Kamusallık yeniden kurulurken
Türkiye uzun yıllardır, yalnızca ekonomik değil, aynı zamanda siyasal ve toplumsal bir “kamusuzluk” hali içinde bocalıyor. Toplumun ortak zemini olarak kamusallık yerinden edilmiş durumda. Yurttaşların eşit şekilde söz söyleyebildiği, haklarını ifade edebildiği, birlikte düşünebildiği tüm alanlar, neoliberal yıllarda hem piyasaya açılarak hem de başka türlü siyasal müdahalelerle sistematik biçimde boşaltıldı.
Bu eğitim, sağlık, barınma gibi temel toplumsal ihtiyaçların hem metalaştırılması hem de iktidarın ideolojik tahakkümüne teslim edilmesiyle gerçekleşmişti.

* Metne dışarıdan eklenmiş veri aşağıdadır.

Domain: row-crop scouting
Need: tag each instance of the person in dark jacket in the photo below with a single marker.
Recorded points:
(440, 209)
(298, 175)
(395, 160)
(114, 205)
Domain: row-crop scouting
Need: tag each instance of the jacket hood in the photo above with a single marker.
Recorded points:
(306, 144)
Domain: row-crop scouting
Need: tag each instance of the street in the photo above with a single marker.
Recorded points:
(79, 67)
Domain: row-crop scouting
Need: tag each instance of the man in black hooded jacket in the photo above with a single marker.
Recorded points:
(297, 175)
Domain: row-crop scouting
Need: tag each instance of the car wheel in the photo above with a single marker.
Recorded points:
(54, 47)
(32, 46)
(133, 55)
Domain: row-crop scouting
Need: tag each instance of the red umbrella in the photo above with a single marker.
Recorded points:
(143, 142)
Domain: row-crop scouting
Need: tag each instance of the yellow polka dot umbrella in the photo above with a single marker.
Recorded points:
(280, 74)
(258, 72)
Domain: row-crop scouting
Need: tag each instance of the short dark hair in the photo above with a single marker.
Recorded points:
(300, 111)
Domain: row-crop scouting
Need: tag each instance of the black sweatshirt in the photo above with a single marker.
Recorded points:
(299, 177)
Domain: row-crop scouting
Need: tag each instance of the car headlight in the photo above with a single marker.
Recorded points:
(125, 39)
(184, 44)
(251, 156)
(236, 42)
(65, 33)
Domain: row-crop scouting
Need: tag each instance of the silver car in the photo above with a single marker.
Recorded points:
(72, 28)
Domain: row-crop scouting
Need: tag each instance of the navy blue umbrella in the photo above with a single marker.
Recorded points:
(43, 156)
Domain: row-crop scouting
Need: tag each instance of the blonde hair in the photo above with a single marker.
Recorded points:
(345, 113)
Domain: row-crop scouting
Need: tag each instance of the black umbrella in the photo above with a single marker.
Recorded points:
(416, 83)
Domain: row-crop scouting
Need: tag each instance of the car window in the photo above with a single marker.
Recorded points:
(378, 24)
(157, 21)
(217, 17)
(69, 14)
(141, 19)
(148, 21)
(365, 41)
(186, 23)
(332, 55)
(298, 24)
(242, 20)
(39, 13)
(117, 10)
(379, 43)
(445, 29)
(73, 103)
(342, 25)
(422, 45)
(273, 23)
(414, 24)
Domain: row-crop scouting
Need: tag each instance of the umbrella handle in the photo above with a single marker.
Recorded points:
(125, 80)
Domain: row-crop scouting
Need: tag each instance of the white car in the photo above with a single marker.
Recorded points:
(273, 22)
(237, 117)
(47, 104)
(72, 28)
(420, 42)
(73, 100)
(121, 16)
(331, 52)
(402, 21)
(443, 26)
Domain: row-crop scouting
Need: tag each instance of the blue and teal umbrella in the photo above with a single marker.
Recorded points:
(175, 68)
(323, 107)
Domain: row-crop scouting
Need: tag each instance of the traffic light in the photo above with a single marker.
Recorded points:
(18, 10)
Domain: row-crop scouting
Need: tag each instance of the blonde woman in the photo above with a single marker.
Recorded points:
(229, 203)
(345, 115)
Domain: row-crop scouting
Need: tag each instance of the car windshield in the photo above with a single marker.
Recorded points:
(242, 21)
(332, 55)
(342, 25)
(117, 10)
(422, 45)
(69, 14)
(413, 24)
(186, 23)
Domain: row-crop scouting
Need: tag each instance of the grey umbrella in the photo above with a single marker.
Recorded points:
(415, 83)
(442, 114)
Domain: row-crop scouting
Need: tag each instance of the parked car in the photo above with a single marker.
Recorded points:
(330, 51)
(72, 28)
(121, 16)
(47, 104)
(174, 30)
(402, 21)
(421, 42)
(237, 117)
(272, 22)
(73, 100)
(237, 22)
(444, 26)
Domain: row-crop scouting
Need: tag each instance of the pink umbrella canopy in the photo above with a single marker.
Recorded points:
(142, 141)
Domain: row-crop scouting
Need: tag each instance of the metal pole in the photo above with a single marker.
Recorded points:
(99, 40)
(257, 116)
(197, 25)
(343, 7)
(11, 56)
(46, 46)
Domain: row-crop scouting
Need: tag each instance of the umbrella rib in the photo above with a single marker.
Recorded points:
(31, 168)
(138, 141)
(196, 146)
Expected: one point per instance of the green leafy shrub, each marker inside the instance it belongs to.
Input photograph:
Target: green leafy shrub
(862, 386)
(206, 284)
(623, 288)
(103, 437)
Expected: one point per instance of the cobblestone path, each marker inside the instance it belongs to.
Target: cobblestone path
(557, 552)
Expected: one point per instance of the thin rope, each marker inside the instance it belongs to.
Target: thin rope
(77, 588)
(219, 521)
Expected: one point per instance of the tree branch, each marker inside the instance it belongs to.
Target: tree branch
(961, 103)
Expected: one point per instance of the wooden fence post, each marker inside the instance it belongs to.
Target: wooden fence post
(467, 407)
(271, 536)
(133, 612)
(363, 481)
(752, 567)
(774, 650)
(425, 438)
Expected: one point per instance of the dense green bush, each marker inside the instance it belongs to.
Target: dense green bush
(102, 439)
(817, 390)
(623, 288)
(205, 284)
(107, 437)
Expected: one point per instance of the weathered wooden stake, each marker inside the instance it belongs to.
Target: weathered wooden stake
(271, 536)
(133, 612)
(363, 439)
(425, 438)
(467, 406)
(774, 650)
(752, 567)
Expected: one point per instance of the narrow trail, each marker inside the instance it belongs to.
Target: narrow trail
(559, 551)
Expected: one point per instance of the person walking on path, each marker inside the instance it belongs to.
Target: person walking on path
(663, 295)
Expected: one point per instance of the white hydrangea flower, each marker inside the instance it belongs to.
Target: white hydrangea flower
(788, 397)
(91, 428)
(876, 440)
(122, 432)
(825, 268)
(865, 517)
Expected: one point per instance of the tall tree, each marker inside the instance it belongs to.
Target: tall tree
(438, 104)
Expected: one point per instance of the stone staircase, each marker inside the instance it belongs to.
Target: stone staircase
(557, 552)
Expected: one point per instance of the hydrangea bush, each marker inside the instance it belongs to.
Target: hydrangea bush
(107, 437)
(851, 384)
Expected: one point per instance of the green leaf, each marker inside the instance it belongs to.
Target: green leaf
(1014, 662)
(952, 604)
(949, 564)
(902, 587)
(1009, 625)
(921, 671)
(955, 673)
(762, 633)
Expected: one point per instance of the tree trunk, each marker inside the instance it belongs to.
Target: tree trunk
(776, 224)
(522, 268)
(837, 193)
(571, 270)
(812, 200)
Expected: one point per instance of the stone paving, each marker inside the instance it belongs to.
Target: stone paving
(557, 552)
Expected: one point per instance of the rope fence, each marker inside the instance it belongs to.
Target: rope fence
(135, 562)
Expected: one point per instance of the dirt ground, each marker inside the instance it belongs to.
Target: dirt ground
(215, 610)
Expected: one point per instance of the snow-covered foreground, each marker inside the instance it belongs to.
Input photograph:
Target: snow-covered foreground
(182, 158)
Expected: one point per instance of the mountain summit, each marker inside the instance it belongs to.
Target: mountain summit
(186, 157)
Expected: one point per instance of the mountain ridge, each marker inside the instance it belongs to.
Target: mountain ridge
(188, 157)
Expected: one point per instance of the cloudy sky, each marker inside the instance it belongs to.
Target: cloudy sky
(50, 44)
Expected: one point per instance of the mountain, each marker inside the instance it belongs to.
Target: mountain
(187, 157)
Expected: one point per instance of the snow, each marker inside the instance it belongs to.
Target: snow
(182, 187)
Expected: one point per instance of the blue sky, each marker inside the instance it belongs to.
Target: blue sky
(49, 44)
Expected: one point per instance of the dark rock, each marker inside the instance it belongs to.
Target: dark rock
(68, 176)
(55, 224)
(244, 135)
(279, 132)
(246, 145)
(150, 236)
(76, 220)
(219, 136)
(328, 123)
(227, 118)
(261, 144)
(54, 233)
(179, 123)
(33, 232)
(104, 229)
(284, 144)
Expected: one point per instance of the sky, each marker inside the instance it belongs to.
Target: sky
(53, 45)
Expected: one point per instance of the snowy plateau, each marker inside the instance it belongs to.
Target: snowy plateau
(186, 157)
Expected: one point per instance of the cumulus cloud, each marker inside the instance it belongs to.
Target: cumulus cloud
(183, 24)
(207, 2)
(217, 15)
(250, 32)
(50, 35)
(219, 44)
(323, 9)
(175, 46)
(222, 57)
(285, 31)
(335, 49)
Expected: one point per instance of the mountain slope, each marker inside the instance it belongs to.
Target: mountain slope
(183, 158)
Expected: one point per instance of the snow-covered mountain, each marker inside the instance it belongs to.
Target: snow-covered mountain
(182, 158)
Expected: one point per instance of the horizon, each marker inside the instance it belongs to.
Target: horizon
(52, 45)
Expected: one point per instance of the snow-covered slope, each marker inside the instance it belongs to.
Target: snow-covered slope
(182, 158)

Halkın bilgiye, sağlığa, eğitime vb erişimi, bir hak olmaktan çıkarılmış; tüm bunlar piyasa koşullarına veya siyasal sadakate tabi hale getirilmişti.
Onlarca yıldır iktidar emekçilerin, öğrencilerin, kadınların… siyasal ve kamusal alandan dışlanması için elinden geleni ardına koymadı.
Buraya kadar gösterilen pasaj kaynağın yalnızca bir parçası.